A parasite with the scientific name Cryptosporidium had found its way into Milwaukee’s water supply. Although eventually removed from its source, that parasite forced many Milwaukee employees to call in sick and caused many parents to keep their children out of school for several days.

The residents of Milwaukee, people living in a relatively highly developed part of the world, suffered with the persistent and difficult-to-manage diarrhea associated with a parasitic infection. The above story illustrates why you, regardless of location or environment, should become familiar with the tests used to discover parasites in stool.

The following paragraphs will look closely at development of some of these diagnostic tests.

Detecting Parasites

One parasite that has bedeviled man for thousands of years is helminthes, a type of parasitic worm. Society continues to need diagnostic tests for parasites in stool, including test kits that can detect the presence of the parasite more commonly known as a tapeworm.

Unlike the fluke, a different type of parasite that burrows into the skin, the tapeworm can enter a human body whenever a person eats undercooked beef, pork, or fish (such as sushi if it’s not prepared correctly). As mentioned above, the ingestion of a parasite will probably cause someone to have severe bouts of diarrhea. If the patient has eaten undercooked beef, pork, or fish, his or her very loose stool will likely contain small amounts of tapeworm.

Technicians in a research and development lab can use stool samples to grow populations of tapeworm. The technicians can learn what nutrients support the growth of parasites in stool and then they prepare growth media containing those nutrients. If the research lab wants to develop a test for tapeworm, the growth media must be rich in the specific nutrients supporting tapeworm growth.

In any large population of tapeworms, a scientist is apt to find one or more organisms possessing a mutation. The scientist typically does not want to grow large amounts of mutated parasites. If the test is to detect tapeworm, the scientist will instead grow pure tapeworms i.e. tapeworms lacking any sort of mutation.

Scientists can thus check the purity of the tapeworm grown in the laboratory. The testing for parasites in stool involves the detection of protein released by the growing parasite back into its environment. A test for tapeworms will invariably detect the protein after they become lodged in the GI tract.

Treating Parasites in Stool

Once technicians in the laboratory have managed to develop a pure strain of tapeworm, and once they have produced a large quantity of that type, they can use it to produce specific antibodies. Antibodies are the proteins the body uses to fight infectious agents, including parasites. The manufacture of antibodies in the laboratory has become an essential element in the design of kits that can test for parasites in stool.

A parasite detection kit usually consists of a plastic plate with many small wells.

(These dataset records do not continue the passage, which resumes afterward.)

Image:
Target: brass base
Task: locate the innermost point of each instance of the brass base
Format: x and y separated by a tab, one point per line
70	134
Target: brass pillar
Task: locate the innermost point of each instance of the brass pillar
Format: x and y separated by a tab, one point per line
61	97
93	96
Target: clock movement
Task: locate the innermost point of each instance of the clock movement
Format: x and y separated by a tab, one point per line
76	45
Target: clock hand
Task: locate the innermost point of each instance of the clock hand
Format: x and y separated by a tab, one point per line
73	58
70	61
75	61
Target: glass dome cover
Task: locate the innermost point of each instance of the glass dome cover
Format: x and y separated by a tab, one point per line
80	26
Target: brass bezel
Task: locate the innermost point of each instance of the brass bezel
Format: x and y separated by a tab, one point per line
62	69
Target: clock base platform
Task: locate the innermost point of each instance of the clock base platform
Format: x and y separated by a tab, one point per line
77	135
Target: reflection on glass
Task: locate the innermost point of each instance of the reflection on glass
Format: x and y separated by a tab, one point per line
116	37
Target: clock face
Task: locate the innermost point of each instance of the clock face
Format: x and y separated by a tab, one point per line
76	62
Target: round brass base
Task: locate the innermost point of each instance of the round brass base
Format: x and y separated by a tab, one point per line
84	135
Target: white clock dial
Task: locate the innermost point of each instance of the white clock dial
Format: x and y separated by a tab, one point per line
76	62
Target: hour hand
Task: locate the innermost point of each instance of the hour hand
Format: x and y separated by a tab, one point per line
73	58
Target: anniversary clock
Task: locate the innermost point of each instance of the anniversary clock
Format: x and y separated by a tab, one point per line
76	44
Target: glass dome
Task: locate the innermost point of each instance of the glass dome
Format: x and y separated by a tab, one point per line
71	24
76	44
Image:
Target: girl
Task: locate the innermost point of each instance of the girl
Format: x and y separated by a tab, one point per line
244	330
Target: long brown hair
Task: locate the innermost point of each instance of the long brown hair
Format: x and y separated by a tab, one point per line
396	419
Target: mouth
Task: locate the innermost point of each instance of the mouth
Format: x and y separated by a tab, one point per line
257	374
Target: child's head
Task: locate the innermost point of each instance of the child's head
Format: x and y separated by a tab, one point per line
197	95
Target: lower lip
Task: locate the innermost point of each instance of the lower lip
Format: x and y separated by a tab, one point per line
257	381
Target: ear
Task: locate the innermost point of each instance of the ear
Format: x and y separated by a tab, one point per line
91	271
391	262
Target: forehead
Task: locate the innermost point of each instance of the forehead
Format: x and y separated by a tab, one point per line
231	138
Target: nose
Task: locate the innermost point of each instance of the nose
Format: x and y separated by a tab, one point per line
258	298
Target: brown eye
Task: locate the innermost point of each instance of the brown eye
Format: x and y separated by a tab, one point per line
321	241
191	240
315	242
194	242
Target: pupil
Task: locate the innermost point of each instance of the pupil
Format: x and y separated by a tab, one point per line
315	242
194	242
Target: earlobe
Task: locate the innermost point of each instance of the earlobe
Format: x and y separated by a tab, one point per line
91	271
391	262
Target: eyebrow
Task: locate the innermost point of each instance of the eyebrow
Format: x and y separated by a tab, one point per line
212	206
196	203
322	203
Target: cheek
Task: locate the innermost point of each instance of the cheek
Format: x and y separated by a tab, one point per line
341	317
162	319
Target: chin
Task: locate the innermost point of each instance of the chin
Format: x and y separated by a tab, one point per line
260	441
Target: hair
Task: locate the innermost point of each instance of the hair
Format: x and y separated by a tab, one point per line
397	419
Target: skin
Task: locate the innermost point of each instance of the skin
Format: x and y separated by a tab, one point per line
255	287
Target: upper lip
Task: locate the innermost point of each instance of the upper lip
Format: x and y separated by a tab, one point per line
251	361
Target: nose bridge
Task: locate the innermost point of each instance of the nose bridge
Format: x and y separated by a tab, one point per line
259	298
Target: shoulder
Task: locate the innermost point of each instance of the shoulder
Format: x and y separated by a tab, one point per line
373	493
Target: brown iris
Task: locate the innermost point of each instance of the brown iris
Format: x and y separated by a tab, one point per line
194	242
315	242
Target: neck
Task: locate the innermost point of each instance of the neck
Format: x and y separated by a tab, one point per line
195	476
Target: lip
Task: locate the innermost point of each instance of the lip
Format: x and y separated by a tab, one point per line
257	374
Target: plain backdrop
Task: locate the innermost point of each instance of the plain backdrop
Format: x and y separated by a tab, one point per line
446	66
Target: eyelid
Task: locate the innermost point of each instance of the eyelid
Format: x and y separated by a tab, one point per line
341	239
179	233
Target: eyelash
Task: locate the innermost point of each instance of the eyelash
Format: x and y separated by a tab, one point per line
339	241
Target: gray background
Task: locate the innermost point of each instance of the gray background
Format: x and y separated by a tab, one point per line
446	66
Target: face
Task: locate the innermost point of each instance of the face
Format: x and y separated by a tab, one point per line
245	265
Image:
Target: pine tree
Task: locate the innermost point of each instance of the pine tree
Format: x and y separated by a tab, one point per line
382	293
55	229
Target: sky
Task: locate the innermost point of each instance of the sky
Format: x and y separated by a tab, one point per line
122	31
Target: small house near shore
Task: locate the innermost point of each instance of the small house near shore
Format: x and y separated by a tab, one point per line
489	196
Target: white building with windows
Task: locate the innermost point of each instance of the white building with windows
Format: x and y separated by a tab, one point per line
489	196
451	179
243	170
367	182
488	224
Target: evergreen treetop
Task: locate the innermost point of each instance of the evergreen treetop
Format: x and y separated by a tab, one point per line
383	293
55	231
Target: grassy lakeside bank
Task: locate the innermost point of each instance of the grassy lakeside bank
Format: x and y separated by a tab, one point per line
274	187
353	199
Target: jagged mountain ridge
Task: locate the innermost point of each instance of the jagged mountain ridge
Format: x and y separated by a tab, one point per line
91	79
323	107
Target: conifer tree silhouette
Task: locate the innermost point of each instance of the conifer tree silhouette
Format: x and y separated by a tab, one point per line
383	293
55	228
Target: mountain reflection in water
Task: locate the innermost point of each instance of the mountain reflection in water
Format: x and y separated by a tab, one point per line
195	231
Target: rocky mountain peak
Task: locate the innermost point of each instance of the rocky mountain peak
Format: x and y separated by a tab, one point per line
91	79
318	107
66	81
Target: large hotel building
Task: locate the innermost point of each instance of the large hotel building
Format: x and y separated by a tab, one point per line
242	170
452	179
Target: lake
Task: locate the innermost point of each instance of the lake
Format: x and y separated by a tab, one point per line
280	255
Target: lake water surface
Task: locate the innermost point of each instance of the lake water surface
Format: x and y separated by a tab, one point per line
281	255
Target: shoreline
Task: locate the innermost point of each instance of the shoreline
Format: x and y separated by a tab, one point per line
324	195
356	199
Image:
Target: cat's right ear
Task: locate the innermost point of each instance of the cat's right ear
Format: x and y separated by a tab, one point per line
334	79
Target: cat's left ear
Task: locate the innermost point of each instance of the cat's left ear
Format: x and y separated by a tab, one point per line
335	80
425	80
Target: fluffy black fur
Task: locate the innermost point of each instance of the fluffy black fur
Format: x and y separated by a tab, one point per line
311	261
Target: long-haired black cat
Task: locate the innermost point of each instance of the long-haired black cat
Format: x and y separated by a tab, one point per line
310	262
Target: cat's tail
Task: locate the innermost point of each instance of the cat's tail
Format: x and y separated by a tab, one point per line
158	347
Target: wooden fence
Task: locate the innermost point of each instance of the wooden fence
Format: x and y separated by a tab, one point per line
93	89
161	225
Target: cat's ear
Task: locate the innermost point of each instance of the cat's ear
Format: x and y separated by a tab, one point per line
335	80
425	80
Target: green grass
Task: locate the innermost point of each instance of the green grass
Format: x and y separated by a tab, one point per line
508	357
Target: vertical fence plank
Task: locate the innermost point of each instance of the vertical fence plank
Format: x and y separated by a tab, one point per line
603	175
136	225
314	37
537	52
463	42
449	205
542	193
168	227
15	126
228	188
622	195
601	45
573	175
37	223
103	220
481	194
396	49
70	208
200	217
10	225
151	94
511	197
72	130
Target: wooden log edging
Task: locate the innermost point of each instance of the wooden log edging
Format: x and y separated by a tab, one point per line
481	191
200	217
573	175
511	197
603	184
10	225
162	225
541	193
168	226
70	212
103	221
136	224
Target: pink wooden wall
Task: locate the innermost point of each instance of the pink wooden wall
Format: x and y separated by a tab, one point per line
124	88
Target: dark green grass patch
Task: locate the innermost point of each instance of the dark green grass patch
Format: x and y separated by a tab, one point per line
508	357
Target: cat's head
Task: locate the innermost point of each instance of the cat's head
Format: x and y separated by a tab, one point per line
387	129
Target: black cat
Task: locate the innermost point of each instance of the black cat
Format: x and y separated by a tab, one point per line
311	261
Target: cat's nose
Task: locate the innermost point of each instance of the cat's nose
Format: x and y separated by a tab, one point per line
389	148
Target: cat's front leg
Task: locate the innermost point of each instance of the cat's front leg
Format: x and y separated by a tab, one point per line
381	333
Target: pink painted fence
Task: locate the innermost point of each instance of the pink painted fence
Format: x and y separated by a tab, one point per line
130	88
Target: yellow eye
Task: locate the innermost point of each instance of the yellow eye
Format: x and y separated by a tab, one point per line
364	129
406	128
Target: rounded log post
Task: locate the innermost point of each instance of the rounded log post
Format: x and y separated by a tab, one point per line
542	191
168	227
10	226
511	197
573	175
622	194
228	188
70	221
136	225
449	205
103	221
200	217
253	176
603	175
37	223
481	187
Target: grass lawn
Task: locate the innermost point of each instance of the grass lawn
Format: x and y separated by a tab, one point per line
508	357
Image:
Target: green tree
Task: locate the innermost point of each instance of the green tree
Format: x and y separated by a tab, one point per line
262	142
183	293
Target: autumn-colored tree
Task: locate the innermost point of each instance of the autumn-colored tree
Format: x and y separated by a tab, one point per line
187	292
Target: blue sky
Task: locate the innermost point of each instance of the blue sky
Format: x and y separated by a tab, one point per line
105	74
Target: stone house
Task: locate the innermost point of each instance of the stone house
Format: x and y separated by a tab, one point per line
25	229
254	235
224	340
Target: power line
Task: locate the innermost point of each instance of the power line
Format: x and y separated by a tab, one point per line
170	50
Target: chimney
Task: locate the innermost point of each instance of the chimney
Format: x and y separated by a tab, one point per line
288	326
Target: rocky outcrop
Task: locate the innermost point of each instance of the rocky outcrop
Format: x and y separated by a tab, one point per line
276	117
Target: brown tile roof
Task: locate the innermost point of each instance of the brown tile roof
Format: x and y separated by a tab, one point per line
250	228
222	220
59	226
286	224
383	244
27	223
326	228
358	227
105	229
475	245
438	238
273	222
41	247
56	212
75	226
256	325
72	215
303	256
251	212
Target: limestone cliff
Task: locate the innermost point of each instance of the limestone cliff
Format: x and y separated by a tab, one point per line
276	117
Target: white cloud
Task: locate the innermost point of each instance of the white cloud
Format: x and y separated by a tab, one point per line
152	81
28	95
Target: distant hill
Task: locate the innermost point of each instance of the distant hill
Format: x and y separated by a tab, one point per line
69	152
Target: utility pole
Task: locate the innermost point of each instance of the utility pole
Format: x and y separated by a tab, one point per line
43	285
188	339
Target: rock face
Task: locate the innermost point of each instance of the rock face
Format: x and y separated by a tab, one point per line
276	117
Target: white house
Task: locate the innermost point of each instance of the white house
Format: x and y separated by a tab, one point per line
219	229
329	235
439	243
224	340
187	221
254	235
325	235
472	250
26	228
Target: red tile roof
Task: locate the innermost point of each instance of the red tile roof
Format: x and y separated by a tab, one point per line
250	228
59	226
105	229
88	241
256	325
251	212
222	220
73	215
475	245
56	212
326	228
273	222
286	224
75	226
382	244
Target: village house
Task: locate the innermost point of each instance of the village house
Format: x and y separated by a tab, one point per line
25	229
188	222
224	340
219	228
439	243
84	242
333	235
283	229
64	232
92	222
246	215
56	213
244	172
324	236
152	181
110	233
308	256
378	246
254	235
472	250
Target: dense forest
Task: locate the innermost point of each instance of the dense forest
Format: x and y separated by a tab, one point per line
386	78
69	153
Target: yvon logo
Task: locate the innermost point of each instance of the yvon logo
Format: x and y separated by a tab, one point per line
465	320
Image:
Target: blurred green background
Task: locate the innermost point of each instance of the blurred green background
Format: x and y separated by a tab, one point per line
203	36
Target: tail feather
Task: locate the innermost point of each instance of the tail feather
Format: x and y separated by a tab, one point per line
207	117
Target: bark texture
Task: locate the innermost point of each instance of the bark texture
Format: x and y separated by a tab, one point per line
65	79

Each well contains a fixed amount of the antibody, which is bound to a chemical that can be detected by a special machine. If tapeworm protein (known as antigen) binds to the kit’s antibody the laboratory machine signals its presence.

When a laboratory must check for parasites in stool, it receives bowel movement samples from a number of patients. The laboratory technician must put a small amount of sample from each patient into a single well of the test plate.

A careful technician would create duplicate wells e.g. two wells with material from the same sample. In this way, a technician would be able to detect any factors altering the results. Technicians must also check for false positives and negatives to help rule out incorrect results.

The availability of such advanced testing techniques has made the occurrence of parasites in stool a problem receiving more attention today than it did thousands of years ago. Only with methods for detecting parasites being readily available, because their existence is acknowledged even in the best of neighborhoods, can we work together to control if not prevent their spread.